Here's an interesting twist I hadn't anticipated: the latest party to file a lawsuit against Trump's order to rescind the Deferred Action for Childhood Arrivals (DACA) program is a state university.
The University of California is challenging Trump's order on the grounds that it violates due process.
UC also focuses on the fact that the administration pinned its decision on an anticipation that DACA could be overturned in court, responding to an ultimatum from 10 conservative state attorneys general that threatened legal action if the administration did not act.
Attorneys for UC argue that that justification is not enough of a "reasonable explanation" for ending the program.
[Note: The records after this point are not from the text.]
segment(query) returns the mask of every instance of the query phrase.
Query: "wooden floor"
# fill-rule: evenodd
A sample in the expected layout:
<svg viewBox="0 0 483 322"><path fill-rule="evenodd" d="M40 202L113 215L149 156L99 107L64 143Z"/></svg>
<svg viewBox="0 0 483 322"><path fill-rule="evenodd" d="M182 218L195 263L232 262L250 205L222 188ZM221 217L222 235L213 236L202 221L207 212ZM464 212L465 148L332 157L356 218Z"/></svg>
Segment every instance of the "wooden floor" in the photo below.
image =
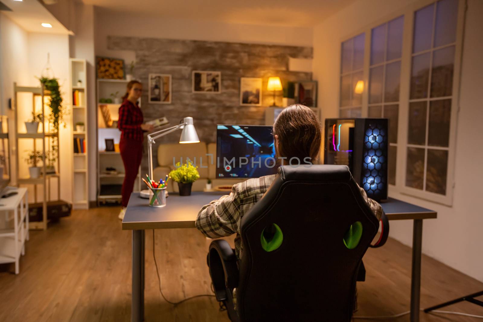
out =
<svg viewBox="0 0 483 322"><path fill-rule="evenodd" d="M46 231L31 231L20 274L12 273L13 265L0 266L0 321L129 321L131 234L121 230L118 211L74 211ZM146 238L146 321L228 321L213 297L195 298L176 308L161 298L151 231ZM210 293L206 265L209 240L195 229L156 230L156 238L167 297L174 301ZM356 315L409 310L411 249L391 239L382 248L369 250L364 262L367 279L358 285ZM483 283L427 257L423 258L423 267L422 308L483 290ZM444 309L483 315L483 308L470 303ZM423 312L421 317L422 321L481 321ZM409 320L406 315L391 321Z"/></svg>

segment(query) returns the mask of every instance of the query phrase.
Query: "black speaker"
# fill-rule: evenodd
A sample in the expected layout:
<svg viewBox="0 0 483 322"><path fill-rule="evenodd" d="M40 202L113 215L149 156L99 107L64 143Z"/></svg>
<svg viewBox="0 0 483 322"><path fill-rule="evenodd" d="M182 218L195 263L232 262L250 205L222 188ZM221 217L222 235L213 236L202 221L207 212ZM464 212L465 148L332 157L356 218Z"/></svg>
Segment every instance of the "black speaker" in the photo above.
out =
<svg viewBox="0 0 483 322"><path fill-rule="evenodd" d="M324 163L348 166L368 196L387 199L387 119L326 119L325 126Z"/></svg>

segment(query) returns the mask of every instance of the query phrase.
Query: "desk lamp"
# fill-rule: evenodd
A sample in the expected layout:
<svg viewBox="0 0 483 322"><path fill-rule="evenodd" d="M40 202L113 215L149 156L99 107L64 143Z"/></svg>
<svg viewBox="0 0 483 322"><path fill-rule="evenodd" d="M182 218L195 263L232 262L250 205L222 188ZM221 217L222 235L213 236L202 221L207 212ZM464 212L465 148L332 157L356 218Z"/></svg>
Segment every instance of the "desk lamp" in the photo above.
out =
<svg viewBox="0 0 483 322"><path fill-rule="evenodd" d="M281 91L283 88L282 87L282 82L280 82L280 77L269 77L268 84L267 84L267 90L273 91L273 105L272 106L276 106L275 103L275 91Z"/></svg>
<svg viewBox="0 0 483 322"><path fill-rule="evenodd" d="M153 144L156 143L155 140L164 136L166 134L174 132L177 129L183 129L179 142L181 143L198 143L199 142L198 135L193 125L193 118L191 116L185 117L178 125L164 128L148 134L148 161L149 166L149 178L153 178Z"/></svg>

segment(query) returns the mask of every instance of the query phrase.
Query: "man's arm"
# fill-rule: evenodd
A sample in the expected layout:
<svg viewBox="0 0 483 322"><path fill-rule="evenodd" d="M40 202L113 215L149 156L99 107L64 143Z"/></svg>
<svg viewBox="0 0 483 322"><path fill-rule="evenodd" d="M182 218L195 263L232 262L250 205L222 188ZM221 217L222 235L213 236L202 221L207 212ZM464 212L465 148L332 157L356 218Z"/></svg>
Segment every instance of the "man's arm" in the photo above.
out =
<svg viewBox="0 0 483 322"><path fill-rule="evenodd" d="M383 214L383 208L381 207L381 205L377 201L368 197L367 194L366 193L366 190L364 190L364 188L359 187L359 189L361 191L362 197L366 200L366 203L368 204L371 209L371 210L372 210L372 212L374 212L374 214L376 215L378 220L381 219L381 216Z"/></svg>
<svg viewBox="0 0 483 322"><path fill-rule="evenodd" d="M240 212L236 185L233 186L229 195L203 206L198 213L196 228L207 237L229 236L238 231Z"/></svg>

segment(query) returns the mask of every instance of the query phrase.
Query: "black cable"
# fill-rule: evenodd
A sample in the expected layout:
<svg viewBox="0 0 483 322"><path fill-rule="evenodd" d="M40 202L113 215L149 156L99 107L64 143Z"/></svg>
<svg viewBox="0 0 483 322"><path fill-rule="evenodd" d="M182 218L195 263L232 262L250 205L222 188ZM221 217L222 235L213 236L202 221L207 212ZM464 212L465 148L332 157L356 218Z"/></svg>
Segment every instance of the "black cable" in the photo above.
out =
<svg viewBox="0 0 483 322"><path fill-rule="evenodd" d="M153 258L154 259L154 265L156 266L156 274L157 275L157 281L158 285L159 287L159 293L161 294L161 296L163 297L164 300L174 306L178 305L178 304L181 304L184 302L187 301L188 300L191 300L191 299L195 298L195 297L201 297L201 296L213 296L215 297L215 295L212 294L201 294L200 295L195 295L194 296L191 296L191 297L187 297L184 300L182 300L179 302L171 302L169 301L168 299L166 298L164 294L163 294L163 290L161 288L161 277L159 276L159 270L157 268L157 263L156 262L156 253L155 252L155 236L154 236L154 229L153 229Z"/></svg>

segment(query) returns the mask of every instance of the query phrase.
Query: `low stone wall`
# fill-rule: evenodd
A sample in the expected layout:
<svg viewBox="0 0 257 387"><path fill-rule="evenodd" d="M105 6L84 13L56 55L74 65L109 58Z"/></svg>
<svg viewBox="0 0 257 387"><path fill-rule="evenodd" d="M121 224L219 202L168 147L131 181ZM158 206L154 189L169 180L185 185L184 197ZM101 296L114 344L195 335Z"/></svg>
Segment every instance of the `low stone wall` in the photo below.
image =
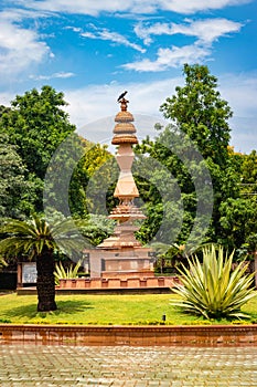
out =
<svg viewBox="0 0 257 387"><path fill-rule="evenodd" d="M89 346L257 346L257 326L58 326L0 324L0 344L12 342Z"/></svg>

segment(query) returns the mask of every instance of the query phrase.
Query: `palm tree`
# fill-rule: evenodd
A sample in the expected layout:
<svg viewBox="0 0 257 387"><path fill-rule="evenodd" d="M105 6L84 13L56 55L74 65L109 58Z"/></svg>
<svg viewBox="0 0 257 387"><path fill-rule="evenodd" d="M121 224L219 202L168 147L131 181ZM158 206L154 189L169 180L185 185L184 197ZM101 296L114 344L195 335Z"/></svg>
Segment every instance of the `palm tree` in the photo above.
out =
<svg viewBox="0 0 257 387"><path fill-rule="evenodd" d="M85 248L78 228L72 219L50 226L41 216L30 220L8 219L0 228L6 238L0 241L0 255L26 255L36 261L38 312L55 311L54 252L71 254ZM84 243L84 244L83 244Z"/></svg>

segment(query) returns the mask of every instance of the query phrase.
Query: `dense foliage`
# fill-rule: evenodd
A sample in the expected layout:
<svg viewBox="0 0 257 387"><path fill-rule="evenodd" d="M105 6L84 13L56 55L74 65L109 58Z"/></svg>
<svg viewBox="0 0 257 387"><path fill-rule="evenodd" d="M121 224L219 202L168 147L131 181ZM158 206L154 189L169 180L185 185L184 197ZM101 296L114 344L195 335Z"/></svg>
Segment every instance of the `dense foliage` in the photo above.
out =
<svg viewBox="0 0 257 387"><path fill-rule="evenodd" d="M140 163L140 157L154 158L165 168L161 172L160 168L150 168L148 181L137 178L149 217L139 238L143 242L154 240L161 227L162 236L167 230L170 237L157 241L170 247L186 244L195 228L201 200L202 220L204 211L212 212L201 243L216 242L227 249L235 248L236 257L239 257L243 251L254 251L257 247L256 151L247 156L236 154L229 147L232 111L217 91L217 79L210 74L207 66L184 65L184 75L185 85L178 86L175 94L161 106L171 124L165 128L157 125L156 138L146 138L137 147L136 163ZM194 146L200 156L194 153ZM203 178L199 194L195 181L199 177L201 181L201 175L204 177L204 166L211 180ZM207 195L210 187L213 199ZM202 220L194 232L196 244ZM169 251L167 249L167 258L170 258Z"/></svg>

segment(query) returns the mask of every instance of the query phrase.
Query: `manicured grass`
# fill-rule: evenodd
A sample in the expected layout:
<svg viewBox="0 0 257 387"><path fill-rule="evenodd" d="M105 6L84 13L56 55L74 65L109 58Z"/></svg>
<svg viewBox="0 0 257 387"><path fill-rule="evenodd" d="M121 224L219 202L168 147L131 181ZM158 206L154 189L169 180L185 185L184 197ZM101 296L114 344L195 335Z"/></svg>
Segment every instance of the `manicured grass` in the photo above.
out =
<svg viewBox="0 0 257 387"><path fill-rule="evenodd" d="M142 325L160 324L165 314L165 324L232 324L234 322L205 321L181 313L170 305L173 294L147 295L57 295L58 310L51 313L36 312L35 295L0 296L0 323L14 324L97 324L97 325ZM257 295L243 311L251 318L244 323L257 323Z"/></svg>

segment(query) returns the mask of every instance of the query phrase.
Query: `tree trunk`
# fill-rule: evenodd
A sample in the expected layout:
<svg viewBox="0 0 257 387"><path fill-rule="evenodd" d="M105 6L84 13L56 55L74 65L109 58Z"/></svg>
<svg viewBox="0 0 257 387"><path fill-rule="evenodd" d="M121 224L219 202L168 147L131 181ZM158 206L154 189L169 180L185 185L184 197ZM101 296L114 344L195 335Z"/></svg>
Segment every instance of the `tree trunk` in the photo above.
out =
<svg viewBox="0 0 257 387"><path fill-rule="evenodd" d="M43 249L36 259L38 270L38 312L55 311L54 255L52 250Z"/></svg>

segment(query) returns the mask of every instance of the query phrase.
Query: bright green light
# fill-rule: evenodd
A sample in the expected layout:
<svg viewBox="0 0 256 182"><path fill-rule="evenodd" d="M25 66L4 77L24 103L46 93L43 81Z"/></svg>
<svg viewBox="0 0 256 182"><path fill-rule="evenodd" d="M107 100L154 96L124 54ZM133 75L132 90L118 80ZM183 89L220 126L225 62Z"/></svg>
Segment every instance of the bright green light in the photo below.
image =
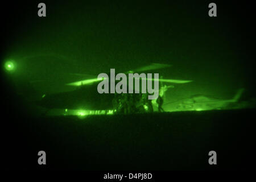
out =
<svg viewBox="0 0 256 182"><path fill-rule="evenodd" d="M67 84L67 85L70 85L70 86L81 86L83 85L87 85L87 84L90 84L94 82L100 81L101 80L104 80L104 78L102 77L101 79L99 78L92 78L92 79L87 79L87 80L81 80L79 81L73 82L72 83Z"/></svg>
<svg viewBox="0 0 256 182"><path fill-rule="evenodd" d="M7 61L5 64L5 68L8 71L13 71L15 68L14 63L11 61Z"/></svg>

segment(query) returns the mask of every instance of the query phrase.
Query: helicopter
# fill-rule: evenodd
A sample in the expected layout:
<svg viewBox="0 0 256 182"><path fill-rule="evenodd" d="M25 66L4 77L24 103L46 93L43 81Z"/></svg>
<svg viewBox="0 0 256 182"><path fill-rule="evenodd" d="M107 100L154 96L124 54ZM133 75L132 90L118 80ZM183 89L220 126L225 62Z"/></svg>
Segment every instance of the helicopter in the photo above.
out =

The university also cites its own due process rights, in addition to those of the recipients, that it says were violated by removing a program that is already in effect.
Like all federal regulations, there is a process for drafting and implementing new policies even if they're delivered by an executive order. Orders and directives are shuffled through a vetting process to ensure legality and allow for input from relevant parties, but each lawsuit filed against Trump's order contends this process never took place.
That doesn't necessarily mean the order is illegal or unconstitutional, but plaintiffs are using every possible angle available to create space for a proper vetting process to play out in court, in public, and in Congress.
Even if Trump's DACA order did go through some form of vetting process, that also doesn't mean the order is legal or constitutional. Trump does employ some of the finest assholes in the country to do his vetting.
It's notable that the president of the University of California system is Janet Napolitano, the former secretary of the Department of Homeland Security; the department responsible for DACA.
I would say she understands the process and applicable law better than anyone in the Trump regime including Attorney General Jeff Sessions. Sessions couldn't even announce that DACA would be rescinded without lying.